4 entry daha
  • genelde bu fikirsel aydınlanma ve türkiye'nin geri kalmış olduğunun idrak edilmesi yabancı ve gelişmiş bir ülke ziyaret edildiğinde anlaşılır.

    kendi adıma; çok daha iyilerinin olduğunu görmeden evvel istanbul'un inanılmaz güzel bir şehir olduğuna inanıyordum. istiklal caddesi için "kesin yabancılar burayı görünce hayran oluyorlardır" falan diye geçiriyordum, çocukluğun ve cehaletin sonucu işte. yurt dışında taksim bölgesinden çok daha iyi eğlence merkezlerini, istiklal'den çok daha canlı ve güzel caddeleri (ki epeydir gitmiyorum ama sanırım istiklal ve çevresi bitmiş) görünce anlamıştım olayı.

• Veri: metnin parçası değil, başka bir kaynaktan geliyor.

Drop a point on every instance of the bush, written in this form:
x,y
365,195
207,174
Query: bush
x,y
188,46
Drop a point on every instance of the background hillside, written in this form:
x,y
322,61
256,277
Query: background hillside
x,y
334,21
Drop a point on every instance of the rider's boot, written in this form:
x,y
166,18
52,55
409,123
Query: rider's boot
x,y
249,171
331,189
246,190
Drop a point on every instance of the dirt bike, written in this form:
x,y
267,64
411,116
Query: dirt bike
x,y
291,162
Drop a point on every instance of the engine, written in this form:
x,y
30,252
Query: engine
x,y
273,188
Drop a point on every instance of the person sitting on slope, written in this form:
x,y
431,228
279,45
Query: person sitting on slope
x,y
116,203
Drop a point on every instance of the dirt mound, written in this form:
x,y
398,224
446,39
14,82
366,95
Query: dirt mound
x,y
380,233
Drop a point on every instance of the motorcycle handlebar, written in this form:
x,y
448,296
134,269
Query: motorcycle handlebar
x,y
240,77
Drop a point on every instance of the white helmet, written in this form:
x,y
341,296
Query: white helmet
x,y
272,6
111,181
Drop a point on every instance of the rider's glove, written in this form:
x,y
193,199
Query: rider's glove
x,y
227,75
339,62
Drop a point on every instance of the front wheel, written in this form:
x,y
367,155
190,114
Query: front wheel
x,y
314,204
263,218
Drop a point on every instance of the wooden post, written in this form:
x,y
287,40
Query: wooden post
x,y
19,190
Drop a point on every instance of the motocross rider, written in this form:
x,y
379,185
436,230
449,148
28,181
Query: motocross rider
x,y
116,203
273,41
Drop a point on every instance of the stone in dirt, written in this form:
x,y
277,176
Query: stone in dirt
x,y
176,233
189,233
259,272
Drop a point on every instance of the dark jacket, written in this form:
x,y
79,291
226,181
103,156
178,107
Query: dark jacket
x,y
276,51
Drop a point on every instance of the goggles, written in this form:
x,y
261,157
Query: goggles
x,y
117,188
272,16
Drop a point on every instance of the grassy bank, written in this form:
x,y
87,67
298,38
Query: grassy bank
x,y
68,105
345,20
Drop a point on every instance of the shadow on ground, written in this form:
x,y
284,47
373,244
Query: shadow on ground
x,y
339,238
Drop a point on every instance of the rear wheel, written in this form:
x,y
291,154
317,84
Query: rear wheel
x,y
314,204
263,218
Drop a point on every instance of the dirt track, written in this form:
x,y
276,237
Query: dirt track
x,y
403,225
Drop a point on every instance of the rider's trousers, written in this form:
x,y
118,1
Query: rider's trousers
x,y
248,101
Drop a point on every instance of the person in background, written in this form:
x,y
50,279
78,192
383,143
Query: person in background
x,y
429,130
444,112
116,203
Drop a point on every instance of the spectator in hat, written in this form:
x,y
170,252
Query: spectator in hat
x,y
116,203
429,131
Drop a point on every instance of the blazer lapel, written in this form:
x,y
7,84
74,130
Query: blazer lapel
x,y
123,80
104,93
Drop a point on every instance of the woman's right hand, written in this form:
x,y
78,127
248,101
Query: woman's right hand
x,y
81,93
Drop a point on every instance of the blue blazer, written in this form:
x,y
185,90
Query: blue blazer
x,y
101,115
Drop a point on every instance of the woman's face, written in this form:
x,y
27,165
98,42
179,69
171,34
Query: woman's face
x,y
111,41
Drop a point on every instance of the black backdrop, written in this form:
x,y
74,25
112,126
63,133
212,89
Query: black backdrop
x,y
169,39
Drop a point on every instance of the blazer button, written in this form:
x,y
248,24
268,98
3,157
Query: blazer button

    ha istanbul örneğinden gidelim, istanbul gerçekten harika ve dünyanın en güzel birkaç şehrinden biri olabilirmiş, ama hem fetih öncesi hem de fetih sonrası eserler tarumar edildiği için bu ihtimal yok edilmiş. aşırı nüfustan ötürü oluşan deformasyonu saymıyorum bile. sonuçta "imar projesi" adı altında adnan menderes denen adamın istanbul'un amına nasıl koyduğunu da bilen bilir, bilmeyen basit bir google araştırmasıyla öğrenebilir.

    antalya'nın eski yerleşkesi kaleiçi denen mahalledir ve bu kaleiçi lafta değil gerçekten kalenin içindedir. öyleymiş daha doğrusu. sonra 1930'lardaki bir sığır belediye başkanı, "mahalleler hava almıyor" diye surları yıktırıyor. hadrian döneminden beri dayanan surlar bir gerizekalının fikriyle yıkılıyor. kalenin ayakta kalan burçları hala şehir içinde görülebilir.

    şehircilik ve imar planı üzerinden bir iki küçük örnek dahi neden gelişememiş ve gelişemeyecek olan bir ülke olduğumuzu anlatmaya yeter, örnek çoğaltmaya gerek yok.